Trap rock, also known as either trapp or trap, is any dark-colored, fine-grained, non-granitic intrusive or extrusive igneous rock. Types of trap rock include basalt, peridotite, diabase, and gabbro. Trap is also used to refer to flood (plateau) basalts, such as the Deccan Traps and Siberian Traps. The erosion of trap rock created by the stacking of successive lava flows often creates a distinct stairstep landscape from which the term trap was derived from the Swedish word trappa, which means "stairs".

The slow cooling of magma either as a sill or as a thick lava flow sometimes creates systematic vertical fractures within the resulting layer of trap rock. These fractures often form rock columns that are typically hexagonal but could be four- to eight-sided.

==Uses==
Trap rock has a variety of uses. A major use for basalt is crushed stone for road and housing construction in concrete, macadam, and paving stones. Because of its insensitivity to chemical influences, resistance to mechanical stress, high dry relative density, frost resistance, and seawater resistance, trap rock is used as ballast for railroad track bed and hydraulic engineering rock (riprap) in coast and bank protection for paving embankments. It is also used for the production of cast rock that is used in corrosion and abrasion protection, such as for sewage pipes.

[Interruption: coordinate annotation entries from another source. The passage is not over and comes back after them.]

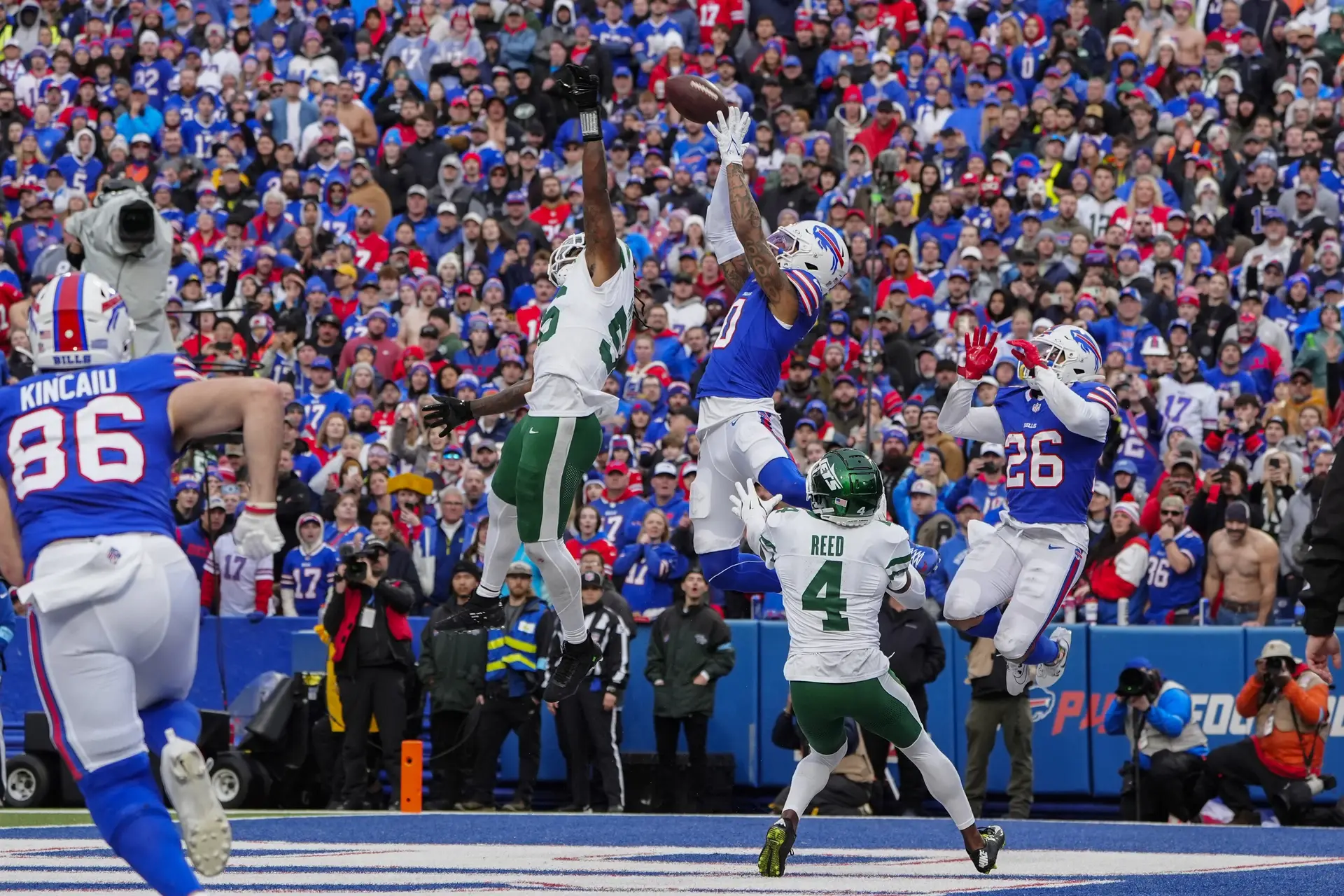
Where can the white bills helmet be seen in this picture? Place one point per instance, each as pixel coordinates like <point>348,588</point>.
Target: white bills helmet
<point>564,255</point>
<point>80,320</point>
<point>815,248</point>
<point>1070,352</point>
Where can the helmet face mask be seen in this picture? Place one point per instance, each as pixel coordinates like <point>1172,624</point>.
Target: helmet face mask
<point>564,258</point>
<point>1070,352</point>
<point>844,488</point>
<point>812,248</point>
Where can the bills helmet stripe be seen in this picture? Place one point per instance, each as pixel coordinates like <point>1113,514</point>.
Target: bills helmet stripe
<point>806,288</point>
<point>827,238</point>
<point>69,316</point>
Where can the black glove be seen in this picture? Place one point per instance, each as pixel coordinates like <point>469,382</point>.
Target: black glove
<point>448,414</point>
<point>580,85</point>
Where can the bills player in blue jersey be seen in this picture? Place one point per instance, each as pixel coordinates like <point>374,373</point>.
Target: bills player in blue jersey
<point>309,570</point>
<point>781,284</point>
<point>115,602</point>
<point>1054,430</point>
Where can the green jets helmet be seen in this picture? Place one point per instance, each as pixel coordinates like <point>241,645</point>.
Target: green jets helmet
<point>844,488</point>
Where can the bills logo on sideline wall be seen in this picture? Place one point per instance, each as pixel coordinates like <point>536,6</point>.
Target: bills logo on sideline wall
<point>1215,713</point>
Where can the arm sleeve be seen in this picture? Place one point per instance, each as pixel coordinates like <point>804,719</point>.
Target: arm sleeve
<point>718,223</point>
<point>965,422</point>
<point>1082,415</point>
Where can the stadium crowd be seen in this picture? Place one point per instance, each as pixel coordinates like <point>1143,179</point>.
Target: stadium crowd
<point>365,197</point>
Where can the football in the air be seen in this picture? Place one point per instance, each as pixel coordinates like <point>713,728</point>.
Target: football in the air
<point>696,99</point>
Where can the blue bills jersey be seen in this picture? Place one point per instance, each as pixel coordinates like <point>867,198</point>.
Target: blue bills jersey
<point>753,346</point>
<point>90,451</point>
<point>1051,469</point>
<point>1171,590</point>
<point>311,577</point>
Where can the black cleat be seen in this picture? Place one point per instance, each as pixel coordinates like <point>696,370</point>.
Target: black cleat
<point>477,613</point>
<point>570,669</point>
<point>778,846</point>
<point>987,858</point>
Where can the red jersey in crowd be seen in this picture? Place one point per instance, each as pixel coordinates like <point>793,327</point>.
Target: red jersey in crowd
<point>371,250</point>
<point>720,13</point>
<point>552,219</point>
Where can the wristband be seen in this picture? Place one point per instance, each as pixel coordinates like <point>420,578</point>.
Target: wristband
<point>590,125</point>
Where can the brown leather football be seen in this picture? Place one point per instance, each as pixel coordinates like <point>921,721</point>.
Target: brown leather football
<point>696,99</point>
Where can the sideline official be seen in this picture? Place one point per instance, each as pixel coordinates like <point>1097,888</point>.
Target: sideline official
<point>588,724</point>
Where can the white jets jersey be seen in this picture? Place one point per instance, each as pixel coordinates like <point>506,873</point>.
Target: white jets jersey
<point>1190,406</point>
<point>580,340</point>
<point>237,575</point>
<point>834,580</point>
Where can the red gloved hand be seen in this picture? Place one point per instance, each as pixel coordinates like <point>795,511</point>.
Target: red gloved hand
<point>1026,354</point>
<point>980,354</point>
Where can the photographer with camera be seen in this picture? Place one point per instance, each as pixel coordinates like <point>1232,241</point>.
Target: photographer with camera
<point>128,244</point>
<point>371,641</point>
<point>1167,745</point>
<point>1284,754</point>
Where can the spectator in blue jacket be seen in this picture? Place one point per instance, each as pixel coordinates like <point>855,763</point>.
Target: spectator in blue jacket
<point>517,39</point>
<point>1158,718</point>
<point>650,566</point>
<point>667,496</point>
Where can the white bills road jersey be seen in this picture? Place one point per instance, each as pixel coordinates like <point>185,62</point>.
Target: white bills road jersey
<point>834,580</point>
<point>581,339</point>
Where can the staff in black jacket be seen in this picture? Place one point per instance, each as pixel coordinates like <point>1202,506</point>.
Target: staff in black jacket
<point>911,641</point>
<point>690,649</point>
<point>588,724</point>
<point>1324,570</point>
<point>371,637</point>
<point>452,668</point>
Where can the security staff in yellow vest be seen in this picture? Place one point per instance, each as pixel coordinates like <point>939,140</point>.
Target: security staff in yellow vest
<point>1156,716</point>
<point>514,679</point>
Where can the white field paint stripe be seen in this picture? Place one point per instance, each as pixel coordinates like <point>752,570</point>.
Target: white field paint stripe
<point>554,475</point>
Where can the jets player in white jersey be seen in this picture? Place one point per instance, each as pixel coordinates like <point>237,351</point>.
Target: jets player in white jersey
<point>580,340</point>
<point>1184,399</point>
<point>1054,430</point>
<point>838,564</point>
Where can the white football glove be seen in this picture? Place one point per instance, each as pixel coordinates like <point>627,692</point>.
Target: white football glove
<point>750,508</point>
<point>732,133</point>
<point>257,533</point>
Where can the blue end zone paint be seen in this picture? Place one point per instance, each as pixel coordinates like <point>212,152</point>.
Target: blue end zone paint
<point>660,839</point>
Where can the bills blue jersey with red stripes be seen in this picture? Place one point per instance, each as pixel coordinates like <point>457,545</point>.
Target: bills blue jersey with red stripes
<point>753,344</point>
<point>90,451</point>
<point>1051,469</point>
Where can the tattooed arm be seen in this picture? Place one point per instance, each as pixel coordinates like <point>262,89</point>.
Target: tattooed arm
<point>600,242</point>
<point>736,273</point>
<point>758,254</point>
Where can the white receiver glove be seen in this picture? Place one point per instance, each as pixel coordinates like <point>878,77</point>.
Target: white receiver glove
<point>257,533</point>
<point>732,133</point>
<point>752,510</point>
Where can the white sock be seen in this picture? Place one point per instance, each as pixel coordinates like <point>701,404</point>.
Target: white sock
<point>561,574</point>
<point>809,778</point>
<point>941,778</point>
<point>502,545</point>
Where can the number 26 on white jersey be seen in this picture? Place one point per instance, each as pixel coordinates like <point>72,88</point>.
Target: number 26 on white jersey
<point>1043,468</point>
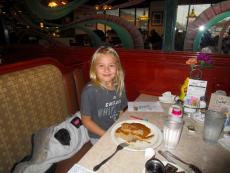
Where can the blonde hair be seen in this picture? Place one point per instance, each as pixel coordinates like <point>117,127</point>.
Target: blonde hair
<point>119,79</point>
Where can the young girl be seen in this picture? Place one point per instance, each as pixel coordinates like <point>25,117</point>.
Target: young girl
<point>103,98</point>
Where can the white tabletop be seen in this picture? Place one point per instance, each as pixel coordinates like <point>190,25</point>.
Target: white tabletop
<point>209,158</point>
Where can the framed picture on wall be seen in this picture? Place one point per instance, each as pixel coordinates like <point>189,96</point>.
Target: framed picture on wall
<point>157,18</point>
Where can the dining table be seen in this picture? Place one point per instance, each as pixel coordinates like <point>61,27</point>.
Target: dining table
<point>208,157</point>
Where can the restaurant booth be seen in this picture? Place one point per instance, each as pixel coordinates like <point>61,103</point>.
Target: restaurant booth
<point>146,72</point>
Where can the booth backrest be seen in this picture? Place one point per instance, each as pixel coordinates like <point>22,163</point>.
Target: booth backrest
<point>32,97</point>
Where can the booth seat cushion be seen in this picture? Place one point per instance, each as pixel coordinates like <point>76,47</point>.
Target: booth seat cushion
<point>31,99</point>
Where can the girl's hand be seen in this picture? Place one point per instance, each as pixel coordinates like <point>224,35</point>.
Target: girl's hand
<point>92,126</point>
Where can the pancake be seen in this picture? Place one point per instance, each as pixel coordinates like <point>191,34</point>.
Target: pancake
<point>133,132</point>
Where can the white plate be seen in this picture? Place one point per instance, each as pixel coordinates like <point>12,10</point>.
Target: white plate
<point>153,142</point>
<point>165,163</point>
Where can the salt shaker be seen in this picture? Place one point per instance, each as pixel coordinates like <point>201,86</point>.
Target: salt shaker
<point>175,113</point>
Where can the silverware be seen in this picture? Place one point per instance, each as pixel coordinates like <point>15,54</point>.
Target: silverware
<point>119,147</point>
<point>172,158</point>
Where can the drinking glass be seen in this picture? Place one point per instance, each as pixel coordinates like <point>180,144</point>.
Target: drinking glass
<point>172,133</point>
<point>213,125</point>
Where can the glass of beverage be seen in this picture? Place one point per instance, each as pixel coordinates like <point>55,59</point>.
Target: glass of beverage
<point>213,125</point>
<point>154,166</point>
<point>172,133</point>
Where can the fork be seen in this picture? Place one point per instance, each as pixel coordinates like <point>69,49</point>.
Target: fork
<point>119,147</point>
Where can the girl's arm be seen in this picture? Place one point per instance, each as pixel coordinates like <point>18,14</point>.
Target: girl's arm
<point>92,126</point>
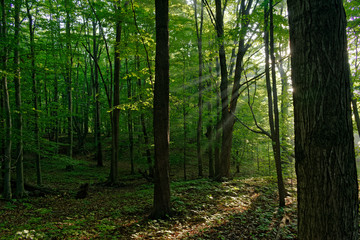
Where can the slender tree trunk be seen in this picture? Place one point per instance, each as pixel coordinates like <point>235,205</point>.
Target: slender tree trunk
<point>229,108</point>
<point>199,28</point>
<point>224,167</point>
<point>130,121</point>
<point>218,126</point>
<point>143,127</point>
<point>184,121</point>
<point>324,142</point>
<point>276,136</point>
<point>7,194</point>
<point>161,208</point>
<point>98,144</point>
<point>20,191</point>
<point>356,112</point>
<point>116,112</point>
<point>69,80</point>
<point>34,80</point>
<point>209,132</point>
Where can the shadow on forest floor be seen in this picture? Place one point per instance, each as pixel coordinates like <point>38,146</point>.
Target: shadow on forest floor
<point>203,209</point>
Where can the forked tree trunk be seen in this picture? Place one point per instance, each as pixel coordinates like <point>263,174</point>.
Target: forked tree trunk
<point>324,143</point>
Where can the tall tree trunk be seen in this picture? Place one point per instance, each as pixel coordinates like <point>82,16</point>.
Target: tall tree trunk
<point>161,207</point>
<point>99,152</point>
<point>116,112</point>
<point>229,108</point>
<point>199,30</point>
<point>69,80</point>
<point>184,112</point>
<point>224,167</point>
<point>324,143</point>
<point>130,121</point>
<point>217,127</point>
<point>276,136</point>
<point>20,191</point>
<point>34,80</point>
<point>143,127</point>
<point>7,194</point>
<point>209,131</point>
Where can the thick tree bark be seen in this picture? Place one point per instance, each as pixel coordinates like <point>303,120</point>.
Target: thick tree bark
<point>161,208</point>
<point>324,143</point>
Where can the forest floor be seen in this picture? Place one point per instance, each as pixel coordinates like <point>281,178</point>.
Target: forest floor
<point>241,208</point>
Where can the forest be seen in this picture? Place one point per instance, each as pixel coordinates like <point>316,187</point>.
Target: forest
<point>179,119</point>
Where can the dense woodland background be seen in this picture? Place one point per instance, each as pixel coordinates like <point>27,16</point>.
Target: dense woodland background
<point>77,109</point>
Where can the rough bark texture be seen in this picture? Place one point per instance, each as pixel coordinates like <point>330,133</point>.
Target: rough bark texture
<point>161,112</point>
<point>324,144</point>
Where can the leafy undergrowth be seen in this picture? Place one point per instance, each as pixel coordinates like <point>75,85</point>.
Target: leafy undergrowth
<point>202,209</point>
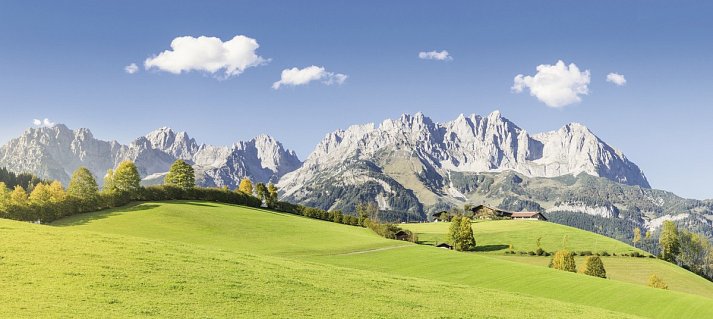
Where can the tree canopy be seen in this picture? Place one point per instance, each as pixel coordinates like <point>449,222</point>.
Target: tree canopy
<point>246,186</point>
<point>126,178</point>
<point>181,175</point>
<point>83,187</point>
<point>593,266</point>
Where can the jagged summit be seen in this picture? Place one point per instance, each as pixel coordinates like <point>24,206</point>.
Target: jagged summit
<point>420,154</point>
<point>55,152</point>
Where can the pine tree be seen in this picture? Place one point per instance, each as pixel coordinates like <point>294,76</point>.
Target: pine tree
<point>454,232</point>
<point>657,282</point>
<point>246,186</point>
<point>108,182</point>
<point>126,178</point>
<point>181,175</point>
<point>83,188</point>
<point>593,266</point>
<point>637,236</point>
<point>467,240</point>
<point>668,241</point>
<point>272,195</point>
<point>563,260</point>
<point>4,198</point>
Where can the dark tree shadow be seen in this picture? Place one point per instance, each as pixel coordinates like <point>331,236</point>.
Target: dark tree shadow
<point>84,218</point>
<point>491,247</point>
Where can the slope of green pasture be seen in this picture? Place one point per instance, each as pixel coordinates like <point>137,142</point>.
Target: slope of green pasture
<point>485,271</point>
<point>637,271</point>
<point>498,235</point>
<point>230,227</point>
<point>238,229</point>
<point>48,272</point>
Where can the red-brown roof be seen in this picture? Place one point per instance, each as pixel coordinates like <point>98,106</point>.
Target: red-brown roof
<point>525,214</point>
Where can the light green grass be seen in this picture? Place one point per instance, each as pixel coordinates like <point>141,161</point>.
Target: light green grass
<point>637,271</point>
<point>496,236</point>
<point>52,273</point>
<point>319,256</point>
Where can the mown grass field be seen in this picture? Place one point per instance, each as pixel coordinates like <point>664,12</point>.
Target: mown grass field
<point>496,237</point>
<point>184,259</point>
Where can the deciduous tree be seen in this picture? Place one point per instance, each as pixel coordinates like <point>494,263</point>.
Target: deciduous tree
<point>246,186</point>
<point>563,260</point>
<point>668,242</point>
<point>83,188</point>
<point>181,175</point>
<point>126,178</point>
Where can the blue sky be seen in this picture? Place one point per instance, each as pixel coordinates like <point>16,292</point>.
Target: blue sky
<point>64,60</point>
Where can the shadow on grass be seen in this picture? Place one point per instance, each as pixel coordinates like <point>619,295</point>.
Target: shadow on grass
<point>491,247</point>
<point>81,219</point>
<point>197,204</point>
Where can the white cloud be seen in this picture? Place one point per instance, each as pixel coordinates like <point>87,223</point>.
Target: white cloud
<point>435,55</point>
<point>208,54</point>
<point>616,78</point>
<point>295,76</point>
<point>131,68</point>
<point>46,122</point>
<point>556,85</point>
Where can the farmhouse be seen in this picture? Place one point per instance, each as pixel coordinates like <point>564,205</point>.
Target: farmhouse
<point>402,235</point>
<point>528,216</point>
<point>487,212</point>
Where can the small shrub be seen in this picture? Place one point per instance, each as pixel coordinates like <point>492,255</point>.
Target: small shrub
<point>563,260</point>
<point>657,282</point>
<point>593,266</point>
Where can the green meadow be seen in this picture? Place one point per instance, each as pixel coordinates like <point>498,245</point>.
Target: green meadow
<point>205,260</point>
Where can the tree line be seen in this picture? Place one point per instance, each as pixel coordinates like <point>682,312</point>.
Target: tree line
<point>43,202</point>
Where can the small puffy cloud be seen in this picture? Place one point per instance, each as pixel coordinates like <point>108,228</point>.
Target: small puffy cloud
<point>435,55</point>
<point>131,68</point>
<point>555,85</point>
<point>208,54</point>
<point>295,76</point>
<point>43,123</point>
<point>616,78</point>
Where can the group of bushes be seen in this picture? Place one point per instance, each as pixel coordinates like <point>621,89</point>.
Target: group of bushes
<point>540,252</point>
<point>385,230</point>
<point>49,201</point>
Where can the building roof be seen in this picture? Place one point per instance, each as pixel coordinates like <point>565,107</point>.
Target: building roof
<point>527,215</point>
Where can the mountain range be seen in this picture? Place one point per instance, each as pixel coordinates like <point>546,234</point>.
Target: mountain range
<point>410,166</point>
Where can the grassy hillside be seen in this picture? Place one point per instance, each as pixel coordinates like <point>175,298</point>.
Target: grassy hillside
<point>52,272</point>
<point>240,257</point>
<point>496,236</point>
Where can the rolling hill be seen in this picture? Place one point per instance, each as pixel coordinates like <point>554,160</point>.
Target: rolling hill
<point>320,260</point>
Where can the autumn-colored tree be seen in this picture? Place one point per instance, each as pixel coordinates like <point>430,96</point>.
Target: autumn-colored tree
<point>108,181</point>
<point>563,260</point>
<point>657,282</point>
<point>246,186</point>
<point>261,191</point>
<point>593,266</point>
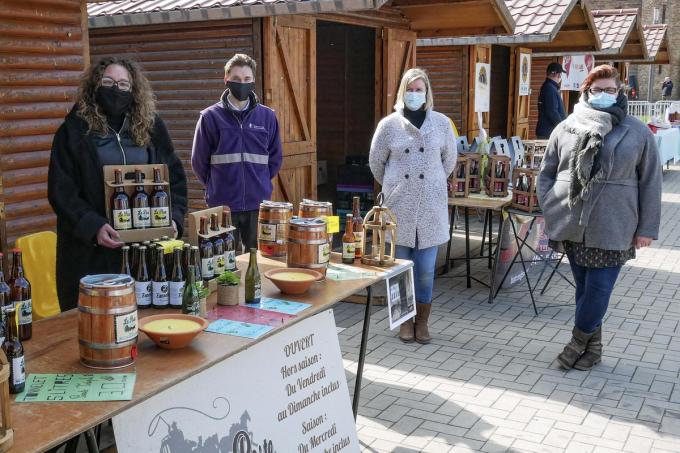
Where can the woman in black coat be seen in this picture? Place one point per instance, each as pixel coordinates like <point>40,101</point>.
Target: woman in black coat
<point>113,122</point>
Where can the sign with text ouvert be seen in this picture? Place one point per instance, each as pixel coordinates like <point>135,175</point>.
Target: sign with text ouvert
<point>287,394</point>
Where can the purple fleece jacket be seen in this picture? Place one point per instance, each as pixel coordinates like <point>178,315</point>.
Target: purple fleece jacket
<point>236,154</point>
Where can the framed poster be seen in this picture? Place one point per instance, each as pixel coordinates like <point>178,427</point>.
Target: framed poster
<point>482,87</point>
<point>401,298</point>
<point>524,74</point>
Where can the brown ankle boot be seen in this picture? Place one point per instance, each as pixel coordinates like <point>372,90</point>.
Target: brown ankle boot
<point>593,354</point>
<point>422,315</point>
<point>406,333</point>
<point>574,349</point>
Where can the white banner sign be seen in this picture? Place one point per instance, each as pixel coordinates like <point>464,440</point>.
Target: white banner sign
<point>524,74</point>
<point>287,394</point>
<point>482,87</point>
<point>577,67</point>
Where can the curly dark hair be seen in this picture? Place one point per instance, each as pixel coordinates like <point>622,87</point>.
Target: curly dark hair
<point>142,109</point>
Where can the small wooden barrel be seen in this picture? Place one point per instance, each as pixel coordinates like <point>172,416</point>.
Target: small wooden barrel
<point>272,227</point>
<point>308,245</point>
<point>107,321</point>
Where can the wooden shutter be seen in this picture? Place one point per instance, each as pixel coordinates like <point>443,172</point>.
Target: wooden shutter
<point>522,104</point>
<point>480,53</point>
<point>290,89</point>
<point>399,55</point>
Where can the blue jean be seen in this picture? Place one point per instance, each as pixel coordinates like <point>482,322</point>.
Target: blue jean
<point>594,287</point>
<point>424,261</point>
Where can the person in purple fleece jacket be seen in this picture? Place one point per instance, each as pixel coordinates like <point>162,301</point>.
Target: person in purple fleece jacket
<point>237,149</point>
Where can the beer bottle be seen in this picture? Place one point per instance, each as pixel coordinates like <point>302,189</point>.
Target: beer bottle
<point>190,295</point>
<point>177,280</point>
<point>21,296</point>
<point>253,281</point>
<point>141,213</point>
<point>15,354</point>
<point>159,284</point>
<point>205,244</point>
<point>5,300</point>
<point>358,228</point>
<point>125,261</point>
<point>218,246</point>
<point>229,244</point>
<point>143,286</point>
<point>348,242</point>
<point>120,204</point>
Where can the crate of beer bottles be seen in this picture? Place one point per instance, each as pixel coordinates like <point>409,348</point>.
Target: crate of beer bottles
<point>138,201</point>
<point>524,195</point>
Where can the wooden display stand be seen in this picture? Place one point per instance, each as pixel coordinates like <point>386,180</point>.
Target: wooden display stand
<point>525,200</point>
<point>142,234</point>
<point>458,179</point>
<point>497,186</point>
<point>6,431</point>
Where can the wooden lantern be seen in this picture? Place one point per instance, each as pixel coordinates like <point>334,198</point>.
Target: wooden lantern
<point>524,195</point>
<point>458,179</point>
<point>380,225</point>
<point>498,176</point>
<point>6,432</point>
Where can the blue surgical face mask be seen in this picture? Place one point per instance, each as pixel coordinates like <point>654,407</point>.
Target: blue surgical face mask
<point>602,100</point>
<point>414,99</point>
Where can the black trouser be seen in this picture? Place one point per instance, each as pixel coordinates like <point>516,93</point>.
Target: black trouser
<point>245,223</point>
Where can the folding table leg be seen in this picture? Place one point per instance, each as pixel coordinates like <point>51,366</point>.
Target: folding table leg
<point>362,352</point>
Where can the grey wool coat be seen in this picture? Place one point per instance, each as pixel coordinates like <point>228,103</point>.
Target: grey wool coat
<point>626,204</point>
<point>412,165</point>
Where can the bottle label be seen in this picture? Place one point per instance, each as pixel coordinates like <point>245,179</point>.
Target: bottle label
<point>141,217</point>
<point>126,327</point>
<point>176,293</point>
<point>266,232</point>
<point>324,253</point>
<point>207,268</point>
<point>18,371</point>
<point>160,217</point>
<point>161,298</point>
<point>25,309</point>
<point>230,260</point>
<point>348,250</point>
<point>143,293</point>
<point>122,219</point>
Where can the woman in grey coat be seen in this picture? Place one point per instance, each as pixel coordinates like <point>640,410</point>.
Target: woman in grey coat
<point>412,154</point>
<point>600,190</point>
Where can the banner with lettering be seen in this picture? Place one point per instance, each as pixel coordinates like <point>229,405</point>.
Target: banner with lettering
<point>286,394</point>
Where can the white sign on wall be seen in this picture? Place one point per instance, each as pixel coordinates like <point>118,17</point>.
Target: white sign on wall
<point>482,87</point>
<point>286,394</point>
<point>577,67</point>
<point>524,73</point>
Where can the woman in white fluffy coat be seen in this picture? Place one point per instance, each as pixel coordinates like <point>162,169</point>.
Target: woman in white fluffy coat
<point>412,154</point>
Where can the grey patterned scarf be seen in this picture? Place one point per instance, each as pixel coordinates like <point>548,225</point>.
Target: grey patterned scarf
<point>590,125</point>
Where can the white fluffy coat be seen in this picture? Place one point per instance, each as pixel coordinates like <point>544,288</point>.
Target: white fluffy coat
<point>428,156</point>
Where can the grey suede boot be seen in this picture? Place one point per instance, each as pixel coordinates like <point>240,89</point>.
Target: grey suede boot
<point>574,349</point>
<point>593,354</point>
<point>407,332</point>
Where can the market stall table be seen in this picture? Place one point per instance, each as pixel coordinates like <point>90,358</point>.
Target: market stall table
<point>54,349</point>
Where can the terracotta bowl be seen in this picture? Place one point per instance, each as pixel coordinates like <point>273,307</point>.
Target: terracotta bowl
<point>173,340</point>
<point>293,286</point>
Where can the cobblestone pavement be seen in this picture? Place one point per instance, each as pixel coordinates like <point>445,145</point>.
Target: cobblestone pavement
<point>488,383</point>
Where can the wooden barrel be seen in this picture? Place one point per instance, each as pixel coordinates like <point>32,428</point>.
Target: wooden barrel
<point>308,245</point>
<point>107,321</point>
<point>272,227</point>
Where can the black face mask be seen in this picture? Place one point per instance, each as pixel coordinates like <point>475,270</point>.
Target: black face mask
<point>239,90</point>
<point>113,101</point>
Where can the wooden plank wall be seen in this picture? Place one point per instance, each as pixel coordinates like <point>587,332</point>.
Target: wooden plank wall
<point>185,64</point>
<point>42,55</point>
<point>447,69</point>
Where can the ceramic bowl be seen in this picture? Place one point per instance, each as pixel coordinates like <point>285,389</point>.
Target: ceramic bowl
<point>288,286</point>
<point>173,340</point>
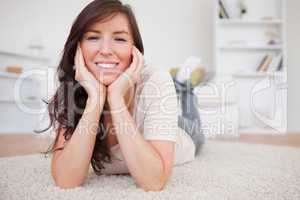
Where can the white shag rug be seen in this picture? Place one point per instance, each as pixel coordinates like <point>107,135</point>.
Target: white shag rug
<point>224,170</point>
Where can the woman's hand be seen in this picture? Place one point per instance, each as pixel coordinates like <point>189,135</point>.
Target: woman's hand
<point>118,89</point>
<point>94,89</point>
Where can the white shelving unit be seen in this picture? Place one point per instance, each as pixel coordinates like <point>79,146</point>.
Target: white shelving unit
<point>21,97</point>
<point>241,42</point>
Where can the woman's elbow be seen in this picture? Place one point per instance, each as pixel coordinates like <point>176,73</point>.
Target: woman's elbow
<point>155,187</point>
<point>66,181</point>
<point>66,184</point>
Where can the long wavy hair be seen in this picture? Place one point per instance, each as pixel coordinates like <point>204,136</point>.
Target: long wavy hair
<point>70,95</point>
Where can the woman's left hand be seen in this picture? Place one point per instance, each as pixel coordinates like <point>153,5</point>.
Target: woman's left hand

Other uses include gardening and landscaping, millstones, mineral wool, as a flux in ceramic masses and glazes, for the production of glass ceramics, crushed as a filter aggregate (air filtration of poison gas) in ABC bunkers, as filter bed material at water treatment facilities, and ground as a soil improvement product. Trap rock has been used to construct buildings and churches: Trinity Church on the Green with trap rock quarried from Eli Whitney's quarry is a particularly colorful example of a red-orange-brown-colored, natural-faced trap rock.

==Examples==
Well-known examples of outcropping trap rock include both intrusive sills and extrusive lava flows. They include the Palisades Sill, a Triassic, 200-Ma diabase intrusion that forms The Palisades along 80 km of the Hudson River in New York and New Jersey. Vast areas of trap rock in the form of thick lava flows and other volcanic rocks comprise the Deccan Traps of India and Siberian Traps of Russia.

Other prominent basalt ridges, mountains, buttes, canyons, and other landscape features include:

- In North America:
  - The ridges and cliffs of the Columbia River Gorge in Oregon and Washington. Behind Latourell Falls are columns of trap rock.
  - Basalt Mountain near Basalt, Colorado.
  - The Metacomet Ridge of Connecticut and Massachusetts.
  - The Watchung Mountains of New Jersey
  - Devils Postpile National Monument and other parts of California's inner coastal range.
  - Most of the Hawaiian Islands and their mountains are composed of basalt or similar volcanic rock.
  - The Green Gardens region of Gros Morne National Park in Newfoundland
- The Emeishan Traps in China
- Giant's Causeway in Ireland
- Organ Pipes National Park in Australia
- The Paraná and Etendeka Traps of Brazil
- The island of Surtsey in Iceland, a new (1963) volcanic island.